Of course the only really embarrassing thing was seeing myself in the mirror after I had all of the wires and sensors attached to me. In order to do the study they attach wires to: both legs to check for restless leg syndrome, two sensors to your chest to measure expansion and contraction so they know how much effort your breath takes, three sensors to your chest to monitor your heart beat, five or six sensors to your scalp to monitor your brain activity, two to the area of your eyes to know when you are in rem sleep, two to your jaws to let them know if you grind your teeth at night, one to your throat to know when you are snoring, and just to top things off they shove two tiny little sensors in your nose to monitor airflow. These items are all taped or pasted to you so they don’t come off in the night. You can imagine how you look with all of this draped on you as you fumble around in the bathroom in the middle of the night.

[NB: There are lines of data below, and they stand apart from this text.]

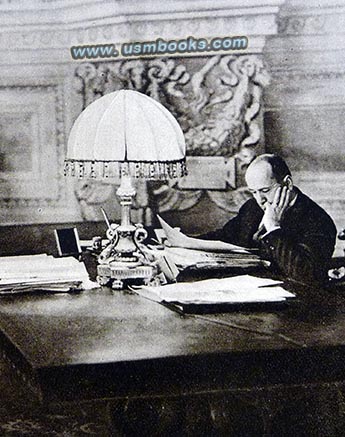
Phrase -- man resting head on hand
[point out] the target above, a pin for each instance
(291, 231)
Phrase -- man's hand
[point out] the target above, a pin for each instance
(275, 210)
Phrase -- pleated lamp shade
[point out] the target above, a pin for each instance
(126, 126)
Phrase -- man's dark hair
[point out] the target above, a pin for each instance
(279, 167)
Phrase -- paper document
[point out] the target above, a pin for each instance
(42, 272)
(199, 258)
(237, 289)
(176, 238)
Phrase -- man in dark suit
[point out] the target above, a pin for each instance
(291, 231)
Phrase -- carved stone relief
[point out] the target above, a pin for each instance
(216, 100)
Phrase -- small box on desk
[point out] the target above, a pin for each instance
(67, 241)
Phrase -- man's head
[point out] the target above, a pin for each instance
(265, 175)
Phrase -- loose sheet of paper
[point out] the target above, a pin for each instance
(173, 234)
(44, 272)
(237, 289)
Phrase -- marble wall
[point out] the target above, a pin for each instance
(285, 91)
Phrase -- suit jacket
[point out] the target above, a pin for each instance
(300, 250)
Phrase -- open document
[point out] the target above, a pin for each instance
(20, 274)
(174, 235)
(233, 290)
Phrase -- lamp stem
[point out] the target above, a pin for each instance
(126, 192)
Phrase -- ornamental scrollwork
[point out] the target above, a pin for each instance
(216, 100)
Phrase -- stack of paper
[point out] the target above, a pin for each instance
(199, 258)
(26, 273)
(237, 289)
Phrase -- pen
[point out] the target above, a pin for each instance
(106, 218)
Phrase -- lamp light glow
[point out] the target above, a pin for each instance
(125, 134)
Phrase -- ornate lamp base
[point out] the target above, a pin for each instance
(124, 261)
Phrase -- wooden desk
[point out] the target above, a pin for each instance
(112, 347)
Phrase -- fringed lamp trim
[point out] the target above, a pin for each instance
(156, 170)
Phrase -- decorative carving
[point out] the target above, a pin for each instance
(217, 103)
(302, 24)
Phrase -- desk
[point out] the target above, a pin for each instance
(112, 347)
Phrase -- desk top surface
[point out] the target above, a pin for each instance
(101, 327)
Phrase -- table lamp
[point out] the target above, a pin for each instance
(129, 135)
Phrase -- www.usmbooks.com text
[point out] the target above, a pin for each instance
(160, 47)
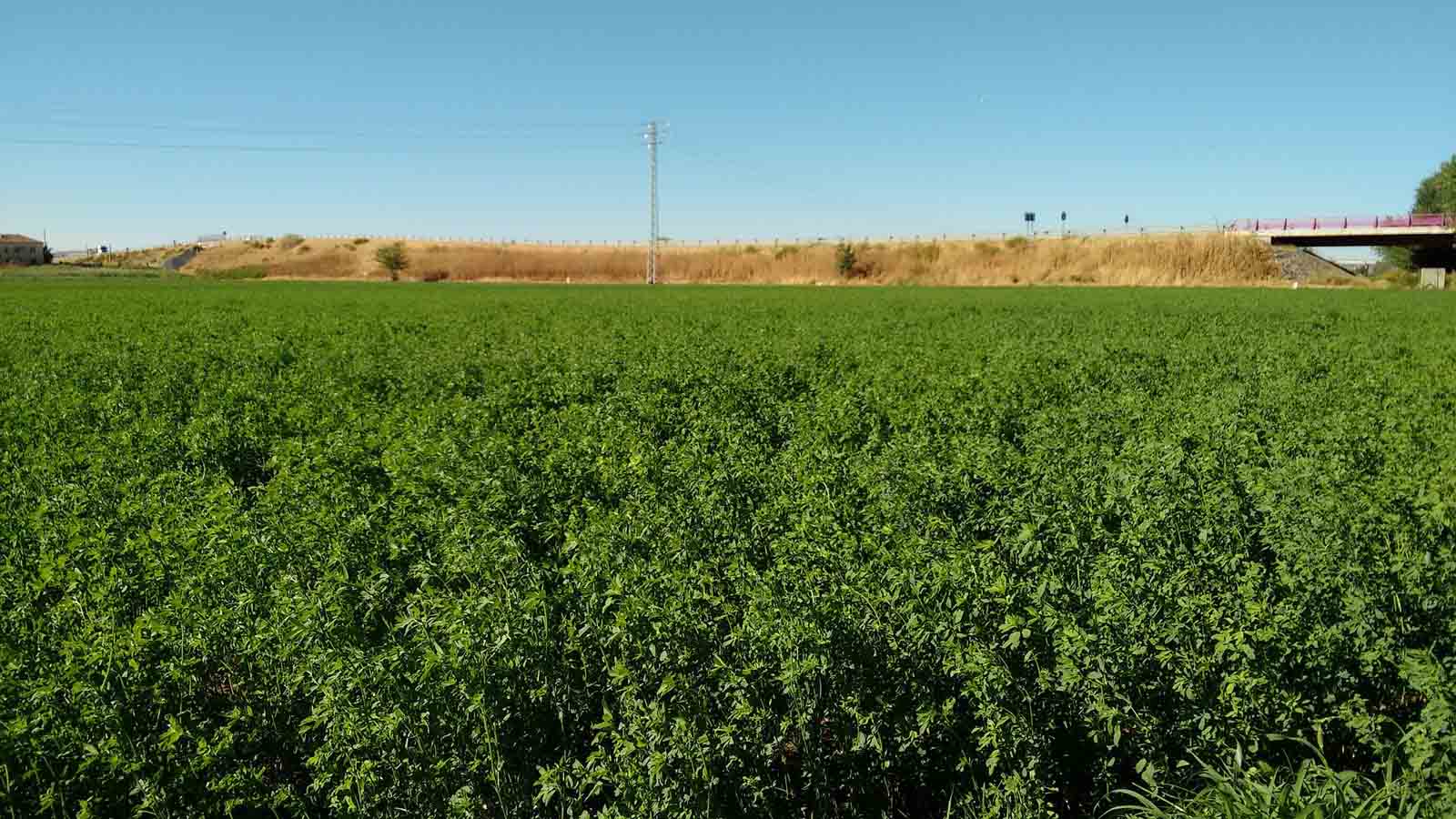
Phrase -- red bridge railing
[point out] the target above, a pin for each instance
(1346, 222)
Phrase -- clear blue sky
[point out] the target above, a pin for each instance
(813, 118)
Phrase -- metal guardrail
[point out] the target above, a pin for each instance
(1346, 223)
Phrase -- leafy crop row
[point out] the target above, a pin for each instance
(364, 551)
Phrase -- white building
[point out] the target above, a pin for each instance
(21, 249)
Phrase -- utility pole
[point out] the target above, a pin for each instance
(652, 137)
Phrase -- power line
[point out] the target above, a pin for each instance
(517, 128)
(276, 149)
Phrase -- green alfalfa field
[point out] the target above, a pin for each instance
(431, 550)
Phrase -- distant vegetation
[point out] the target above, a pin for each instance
(1177, 259)
(1434, 194)
(393, 258)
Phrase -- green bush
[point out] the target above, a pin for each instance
(237, 273)
(846, 259)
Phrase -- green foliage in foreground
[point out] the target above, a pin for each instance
(458, 551)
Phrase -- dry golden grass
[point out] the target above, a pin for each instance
(1179, 259)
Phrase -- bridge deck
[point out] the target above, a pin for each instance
(1353, 232)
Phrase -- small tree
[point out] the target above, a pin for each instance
(393, 259)
(1436, 194)
(844, 259)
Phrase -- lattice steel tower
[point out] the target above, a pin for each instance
(652, 137)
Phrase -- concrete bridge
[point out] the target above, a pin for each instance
(1431, 237)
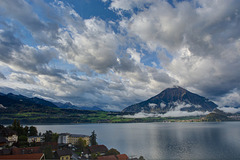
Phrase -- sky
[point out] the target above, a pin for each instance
(114, 53)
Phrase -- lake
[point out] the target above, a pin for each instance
(163, 140)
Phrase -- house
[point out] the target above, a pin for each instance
(63, 138)
(35, 139)
(3, 142)
(28, 150)
(5, 151)
(122, 157)
(63, 154)
(35, 156)
(114, 157)
(67, 138)
(73, 138)
(10, 135)
(102, 149)
(111, 157)
(53, 145)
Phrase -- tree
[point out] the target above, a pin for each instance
(32, 131)
(54, 137)
(113, 151)
(93, 138)
(49, 136)
(26, 129)
(141, 158)
(48, 152)
(22, 141)
(81, 144)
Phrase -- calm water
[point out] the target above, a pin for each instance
(164, 140)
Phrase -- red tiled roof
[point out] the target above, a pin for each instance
(98, 148)
(122, 157)
(35, 156)
(112, 157)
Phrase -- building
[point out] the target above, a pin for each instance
(102, 149)
(63, 138)
(10, 135)
(111, 157)
(63, 154)
(73, 138)
(3, 142)
(114, 157)
(35, 156)
(35, 139)
(67, 138)
(28, 150)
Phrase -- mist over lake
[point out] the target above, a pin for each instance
(163, 140)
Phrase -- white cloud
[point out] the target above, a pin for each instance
(229, 109)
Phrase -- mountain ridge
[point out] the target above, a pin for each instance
(172, 99)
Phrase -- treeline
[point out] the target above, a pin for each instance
(24, 132)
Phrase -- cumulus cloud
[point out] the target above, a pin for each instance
(2, 76)
(196, 44)
(229, 109)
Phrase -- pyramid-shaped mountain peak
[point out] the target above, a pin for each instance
(172, 98)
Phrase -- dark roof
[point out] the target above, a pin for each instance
(54, 145)
(5, 151)
(73, 135)
(78, 135)
(28, 150)
(64, 152)
(112, 157)
(3, 140)
(5, 132)
(122, 157)
(35, 156)
(98, 148)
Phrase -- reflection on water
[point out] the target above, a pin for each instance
(164, 140)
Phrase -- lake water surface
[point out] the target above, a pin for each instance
(163, 140)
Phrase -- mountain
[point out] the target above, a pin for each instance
(69, 105)
(170, 99)
(94, 108)
(11, 103)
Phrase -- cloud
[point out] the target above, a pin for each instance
(2, 76)
(151, 46)
(201, 37)
(128, 5)
(229, 109)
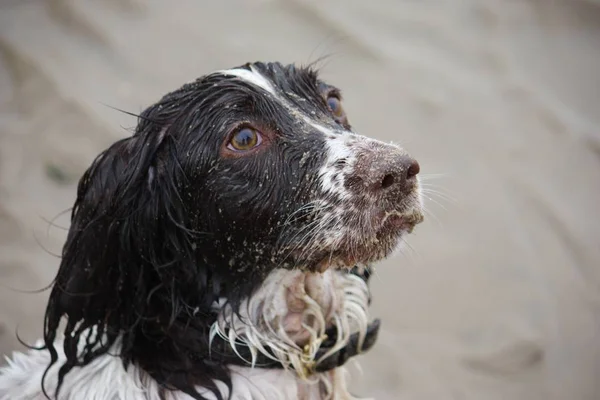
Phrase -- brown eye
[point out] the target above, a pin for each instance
(335, 105)
(245, 139)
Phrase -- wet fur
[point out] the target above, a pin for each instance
(172, 243)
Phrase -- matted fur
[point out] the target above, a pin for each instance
(317, 301)
(177, 237)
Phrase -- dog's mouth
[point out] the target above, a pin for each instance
(362, 247)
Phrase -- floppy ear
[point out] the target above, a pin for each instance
(128, 239)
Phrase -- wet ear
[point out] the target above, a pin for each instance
(127, 225)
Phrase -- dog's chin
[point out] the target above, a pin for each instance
(372, 247)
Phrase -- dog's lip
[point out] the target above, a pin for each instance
(398, 220)
(389, 223)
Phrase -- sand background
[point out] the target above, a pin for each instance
(498, 295)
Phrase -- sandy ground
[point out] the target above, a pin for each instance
(498, 294)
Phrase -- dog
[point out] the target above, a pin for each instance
(223, 250)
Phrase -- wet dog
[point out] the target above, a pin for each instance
(223, 250)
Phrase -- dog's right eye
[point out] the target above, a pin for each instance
(244, 139)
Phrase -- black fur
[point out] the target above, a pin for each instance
(164, 224)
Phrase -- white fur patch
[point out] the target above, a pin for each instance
(291, 307)
(290, 313)
(106, 379)
(251, 76)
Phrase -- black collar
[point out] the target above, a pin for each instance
(222, 351)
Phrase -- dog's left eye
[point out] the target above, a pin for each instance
(244, 139)
(335, 105)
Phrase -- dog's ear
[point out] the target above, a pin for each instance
(123, 262)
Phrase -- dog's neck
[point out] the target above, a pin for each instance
(287, 318)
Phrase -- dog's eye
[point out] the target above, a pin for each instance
(335, 105)
(245, 139)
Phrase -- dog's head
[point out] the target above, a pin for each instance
(239, 173)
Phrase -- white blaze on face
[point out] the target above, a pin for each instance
(251, 76)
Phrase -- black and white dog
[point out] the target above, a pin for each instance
(223, 251)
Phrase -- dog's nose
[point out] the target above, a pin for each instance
(383, 170)
(396, 173)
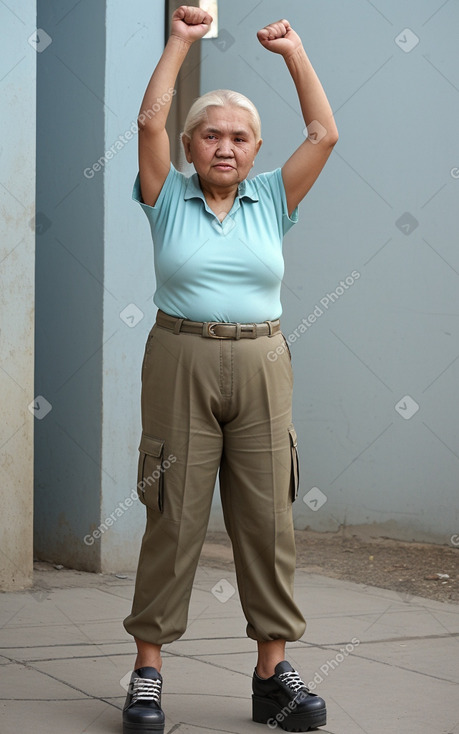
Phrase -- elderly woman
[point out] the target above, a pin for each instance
(212, 399)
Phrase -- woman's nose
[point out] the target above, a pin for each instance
(225, 149)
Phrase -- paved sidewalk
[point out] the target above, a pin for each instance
(63, 652)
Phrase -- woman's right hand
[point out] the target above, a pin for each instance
(190, 23)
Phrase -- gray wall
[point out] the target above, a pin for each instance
(17, 245)
(94, 259)
(385, 206)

I hope sometime soon I’ll be able to pick up my CPAP (continuous positive air pressure) machine. I put off going to the doctor for far too long and now that I’ve made up my mind to take care of it I’m more than just a little impatient. It’s really frustrating that I’ve let it get to the point where it interferes with my work, but I live alone so I’ve been a little slow to realize how bad I snore. On the other hand I really haven’t had a good night’s sleep in what seems like years, so It’s really just my own damn fault.
The older I get the more often it seems like I have to say that.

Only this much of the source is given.